The number has gone up to 10 in the second week of this month. First, they struck at Kumbi when four Meieti wood cutters ventured into their area past the post manned by the Mahar Regiment of the Indian Army.
They were apparently given the goahead by the army personnel to go ahead with the foraging. And when they did not return, a hue and cry were raised, and soon three bodies were discovered, which included a father-son duo, and their bicycles meant for ferrying the wood back were discovered nearby.
It took three days for the fourth body to be discovered, which was found almost in a decomposed state. It was evident that he was heavily tortured, as his teeth were knocked out and his left was totally fractured before he was shot in the head.
The deceased have been identified as Oinam Romen Meitei (38), Thoudam Ibomcha Singh (51), his son Thoudam Anand Singh (27), and Ahanthem Dara Meitei (56). Then on the 18th, two Meitei Village volunteers were also killed by Kuki militants in the Kangchup area, taking the week’s toll to 10. Then on 18 January, four Meiteis who were on duty at a water pump west of Ningthoukhong in Bishenpur district, 33 kilometres from Imphal, were abducted after an army patrol belonging to the Sikh Regiment had come to collect water from the pump.
These four also included a father-son duo, and three bodies were retrieved late at night under fire from the Kukis. The fourth body was recovered a day later, and all bore signs of torture.
But what really stirred up the cauldron was when a patrol party of the Manipur Police commandos came under attack near Moreh College from two Kuki gun-toting militants. They were soon chased down and camped in one of the houses in a nearby village.
The two turned out to be the main accused in the killing of the SubDivisional Police Officer of Moreh Chingtham. Anand in October last year.
Anand was shot dead with a sniper rifle as he was busy inspecting the construction of a helipad. The two were identified as Philip Khaikoholal Khongsai, an ex-serviceman, and Hemkholal Mate, said to be the treasurer of the ruling BJP’s Twengnoupal District mandal. It was a prized catch for the police, and the two were soon remanded to police custody.
Soon, the orchestrated cries to have them released echoed from Kangpokpi and Churachandpur, where the two main Kuki civil society organisations, namely the Indigenous Tribal Leaders Forum (ITLF) and the Committee on Tribal Unity (COTU), are based. There were also counter-slogan shouts from Imphal, especially from the displaced Meitei people from Moreh, that they could not be released at all.

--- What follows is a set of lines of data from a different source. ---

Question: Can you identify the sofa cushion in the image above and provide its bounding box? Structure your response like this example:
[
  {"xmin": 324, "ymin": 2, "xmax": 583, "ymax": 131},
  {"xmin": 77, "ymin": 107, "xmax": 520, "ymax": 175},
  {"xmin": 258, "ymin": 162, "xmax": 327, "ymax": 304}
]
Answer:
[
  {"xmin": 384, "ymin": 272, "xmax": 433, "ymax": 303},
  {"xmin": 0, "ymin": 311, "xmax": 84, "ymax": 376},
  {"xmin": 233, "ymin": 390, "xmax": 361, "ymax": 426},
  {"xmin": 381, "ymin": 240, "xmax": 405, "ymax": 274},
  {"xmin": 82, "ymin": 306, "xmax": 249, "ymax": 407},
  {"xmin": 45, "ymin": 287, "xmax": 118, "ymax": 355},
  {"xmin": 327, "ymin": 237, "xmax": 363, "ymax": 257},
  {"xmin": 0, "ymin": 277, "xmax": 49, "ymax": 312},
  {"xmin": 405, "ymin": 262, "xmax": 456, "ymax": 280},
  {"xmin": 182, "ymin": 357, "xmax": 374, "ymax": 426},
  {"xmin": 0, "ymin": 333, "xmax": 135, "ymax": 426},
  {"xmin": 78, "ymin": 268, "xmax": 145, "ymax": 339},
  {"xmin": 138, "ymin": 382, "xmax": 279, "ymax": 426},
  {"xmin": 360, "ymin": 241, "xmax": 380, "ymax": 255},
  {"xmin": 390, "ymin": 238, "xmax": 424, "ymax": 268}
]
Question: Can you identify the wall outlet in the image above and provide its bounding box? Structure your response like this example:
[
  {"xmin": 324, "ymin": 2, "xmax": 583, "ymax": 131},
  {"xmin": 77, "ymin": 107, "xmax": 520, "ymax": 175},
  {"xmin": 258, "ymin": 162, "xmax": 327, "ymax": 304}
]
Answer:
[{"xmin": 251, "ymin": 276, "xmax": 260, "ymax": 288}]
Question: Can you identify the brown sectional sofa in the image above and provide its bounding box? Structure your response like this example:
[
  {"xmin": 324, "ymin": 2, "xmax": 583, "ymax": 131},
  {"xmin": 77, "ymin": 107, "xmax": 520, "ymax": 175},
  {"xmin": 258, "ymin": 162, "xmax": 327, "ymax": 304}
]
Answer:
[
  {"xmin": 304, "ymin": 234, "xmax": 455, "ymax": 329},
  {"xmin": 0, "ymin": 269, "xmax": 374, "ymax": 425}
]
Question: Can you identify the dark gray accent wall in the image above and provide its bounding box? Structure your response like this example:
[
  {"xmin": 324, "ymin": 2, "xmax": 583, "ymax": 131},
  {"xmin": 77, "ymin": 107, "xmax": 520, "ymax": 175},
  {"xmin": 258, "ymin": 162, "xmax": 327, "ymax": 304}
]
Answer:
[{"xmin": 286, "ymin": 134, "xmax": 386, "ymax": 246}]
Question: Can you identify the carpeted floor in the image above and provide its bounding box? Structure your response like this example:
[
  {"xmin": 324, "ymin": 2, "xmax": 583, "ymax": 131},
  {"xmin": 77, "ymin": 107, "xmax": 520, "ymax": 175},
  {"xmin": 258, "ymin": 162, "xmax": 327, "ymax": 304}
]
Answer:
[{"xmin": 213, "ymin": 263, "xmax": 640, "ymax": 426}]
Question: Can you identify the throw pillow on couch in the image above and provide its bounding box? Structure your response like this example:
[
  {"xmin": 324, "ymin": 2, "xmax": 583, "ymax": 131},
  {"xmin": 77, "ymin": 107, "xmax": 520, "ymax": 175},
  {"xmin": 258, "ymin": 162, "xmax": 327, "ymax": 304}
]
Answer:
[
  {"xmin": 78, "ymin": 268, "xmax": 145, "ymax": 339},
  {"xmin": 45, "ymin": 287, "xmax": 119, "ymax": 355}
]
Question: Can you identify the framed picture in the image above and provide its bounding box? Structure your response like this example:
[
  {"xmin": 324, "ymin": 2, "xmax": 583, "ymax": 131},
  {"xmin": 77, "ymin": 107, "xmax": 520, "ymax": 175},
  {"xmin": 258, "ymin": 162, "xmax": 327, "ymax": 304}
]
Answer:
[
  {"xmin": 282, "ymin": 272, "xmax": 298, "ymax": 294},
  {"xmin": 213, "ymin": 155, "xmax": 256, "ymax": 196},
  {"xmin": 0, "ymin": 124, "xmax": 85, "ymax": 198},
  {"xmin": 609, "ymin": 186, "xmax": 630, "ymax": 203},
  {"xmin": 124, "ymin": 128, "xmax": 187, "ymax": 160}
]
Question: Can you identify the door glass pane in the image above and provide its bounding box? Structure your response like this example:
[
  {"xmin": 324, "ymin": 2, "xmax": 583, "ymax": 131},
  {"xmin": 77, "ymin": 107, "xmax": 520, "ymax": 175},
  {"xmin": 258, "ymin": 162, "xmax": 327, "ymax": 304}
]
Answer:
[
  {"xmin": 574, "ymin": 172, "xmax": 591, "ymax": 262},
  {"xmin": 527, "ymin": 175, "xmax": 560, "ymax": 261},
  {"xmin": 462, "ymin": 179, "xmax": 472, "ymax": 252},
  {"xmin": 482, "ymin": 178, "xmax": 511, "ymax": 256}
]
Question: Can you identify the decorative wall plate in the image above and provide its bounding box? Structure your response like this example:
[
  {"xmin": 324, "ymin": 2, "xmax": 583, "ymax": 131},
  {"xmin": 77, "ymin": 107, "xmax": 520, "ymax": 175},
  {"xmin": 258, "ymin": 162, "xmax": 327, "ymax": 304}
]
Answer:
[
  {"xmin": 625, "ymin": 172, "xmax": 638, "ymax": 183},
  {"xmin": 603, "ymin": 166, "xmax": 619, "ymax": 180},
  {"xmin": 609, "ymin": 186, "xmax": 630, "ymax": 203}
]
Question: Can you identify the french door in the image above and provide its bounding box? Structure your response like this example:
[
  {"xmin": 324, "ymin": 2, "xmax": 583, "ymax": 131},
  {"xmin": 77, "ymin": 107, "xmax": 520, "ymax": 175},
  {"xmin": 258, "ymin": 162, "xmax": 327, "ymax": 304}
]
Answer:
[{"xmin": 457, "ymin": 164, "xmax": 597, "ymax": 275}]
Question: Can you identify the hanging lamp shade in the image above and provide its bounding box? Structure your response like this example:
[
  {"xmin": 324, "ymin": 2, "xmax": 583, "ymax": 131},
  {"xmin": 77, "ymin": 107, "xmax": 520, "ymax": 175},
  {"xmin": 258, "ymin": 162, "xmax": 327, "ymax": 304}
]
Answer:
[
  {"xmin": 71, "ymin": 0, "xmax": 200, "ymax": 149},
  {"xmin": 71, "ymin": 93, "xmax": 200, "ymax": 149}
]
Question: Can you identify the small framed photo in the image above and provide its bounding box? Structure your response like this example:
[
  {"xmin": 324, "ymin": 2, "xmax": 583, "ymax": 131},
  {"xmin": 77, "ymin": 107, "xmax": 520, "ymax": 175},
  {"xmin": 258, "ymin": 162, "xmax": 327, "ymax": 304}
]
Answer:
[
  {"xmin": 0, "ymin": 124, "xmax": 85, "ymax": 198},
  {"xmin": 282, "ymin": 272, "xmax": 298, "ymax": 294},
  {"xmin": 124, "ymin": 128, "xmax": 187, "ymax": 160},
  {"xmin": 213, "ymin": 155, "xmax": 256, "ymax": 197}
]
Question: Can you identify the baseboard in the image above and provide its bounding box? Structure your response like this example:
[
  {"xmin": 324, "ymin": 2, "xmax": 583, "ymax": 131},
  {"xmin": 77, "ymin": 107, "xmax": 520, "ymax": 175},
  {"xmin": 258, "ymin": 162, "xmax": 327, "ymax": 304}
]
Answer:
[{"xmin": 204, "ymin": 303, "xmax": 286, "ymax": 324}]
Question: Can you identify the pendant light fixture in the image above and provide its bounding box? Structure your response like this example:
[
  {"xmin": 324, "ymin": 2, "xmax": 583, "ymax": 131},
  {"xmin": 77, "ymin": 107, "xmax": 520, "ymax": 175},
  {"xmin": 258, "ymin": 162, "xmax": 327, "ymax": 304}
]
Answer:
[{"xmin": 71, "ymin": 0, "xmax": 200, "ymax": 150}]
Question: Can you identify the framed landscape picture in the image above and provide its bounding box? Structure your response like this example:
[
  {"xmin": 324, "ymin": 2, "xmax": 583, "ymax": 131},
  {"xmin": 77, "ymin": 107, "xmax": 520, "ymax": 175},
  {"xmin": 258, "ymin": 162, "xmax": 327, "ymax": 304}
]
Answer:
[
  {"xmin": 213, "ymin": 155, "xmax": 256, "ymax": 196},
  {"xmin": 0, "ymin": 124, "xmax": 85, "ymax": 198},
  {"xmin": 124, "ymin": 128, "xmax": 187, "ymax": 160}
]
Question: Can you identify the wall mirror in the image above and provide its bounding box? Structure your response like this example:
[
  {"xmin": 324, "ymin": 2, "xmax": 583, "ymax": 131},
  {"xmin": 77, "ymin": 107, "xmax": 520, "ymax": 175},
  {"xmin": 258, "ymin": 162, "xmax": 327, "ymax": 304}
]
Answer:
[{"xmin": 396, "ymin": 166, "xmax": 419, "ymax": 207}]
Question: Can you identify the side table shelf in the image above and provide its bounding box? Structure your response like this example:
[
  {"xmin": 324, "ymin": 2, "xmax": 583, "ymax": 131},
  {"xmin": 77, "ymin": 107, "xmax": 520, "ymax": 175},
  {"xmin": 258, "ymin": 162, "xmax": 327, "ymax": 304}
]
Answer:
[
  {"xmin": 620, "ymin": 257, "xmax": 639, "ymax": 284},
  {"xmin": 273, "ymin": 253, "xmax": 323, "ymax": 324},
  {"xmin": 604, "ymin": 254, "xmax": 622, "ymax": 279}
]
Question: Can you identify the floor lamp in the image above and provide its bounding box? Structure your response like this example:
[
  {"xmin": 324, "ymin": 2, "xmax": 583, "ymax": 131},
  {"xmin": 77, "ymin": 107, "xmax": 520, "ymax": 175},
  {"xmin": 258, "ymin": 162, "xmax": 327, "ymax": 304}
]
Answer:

The latter was in conformity with the practice of consecutive Manipur governments waking up magistrates from their midnight slumbers and making them sign bail orders. But what was not expected was a concerted attempt by the Kuki militants to launch an all-out attack on the Manipur Police Commandos garrison and their outposts. Soon these locations came under heavy machine gun and sniper fire, aided by shelling them with rocket-propelled Grenades, 3inch mortar shells that are only used in regular warfare, and napalm shells and tracer bullets that set ablaze in areas wherever they landed. Thanks to the internet, all these scenes were visible on everyone’s mobile video screens.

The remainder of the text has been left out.